This article appeared in the Spring 1978 (Issue #51) edition of the Kent Archaeological Review.
Permission should be sought from the Honorary editor (in writing) to reproduce or quote from articles in the K A R.
The CKA and the Honorary Editor are not responsible for opinions and statements expressed by contributors to the K A R.
Another Roman Site
In The North Kent Marshes.
Acting upon information received from Intelligence HQ at Dover, a visit was recently paid to the sewage disposal works in Denton Marshes east of Gravesend. The object was to investigate the finding of a quantity of Roman pottery handed in by the driver of a mechanical digger carrying out excavation work on the site.

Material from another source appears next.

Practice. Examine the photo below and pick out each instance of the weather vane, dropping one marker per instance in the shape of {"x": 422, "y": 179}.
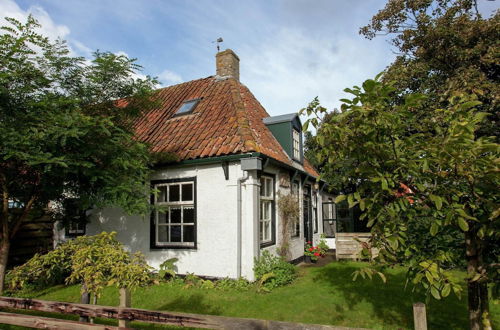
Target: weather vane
{"x": 218, "y": 41}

This was associated with the installation of two new treatment tanks which were being constructed to the south of the North Kent railway line, roughly 350 metres from the present river defences.
The source of the potsherds, which were of second century date and of good quality, including some samian ware, was clearly apparent in the side of the excavated area. It consisted of a localised dark layer containing occupational debris, sandwiched between two layers of alluvium, the upper 30 centimetres thick of brown silty clay and the lower of soft blue-grey clay. It was established from borehole records that this was five metres thick with occasional pockets of organic peat material. The section suggested a heap rather than a pit and there was no sign of any adjacent structure. Apparently nothing had been noted during the excavation. This suggests that building remains are still there to be found, though in view of the low level relative to the river, it seems unlikely that they will be substantial.
Contact has been made with the Southern Water Authority and it is hoped that any further developments in the area will be notified so that a close archaeological watch can be mounted.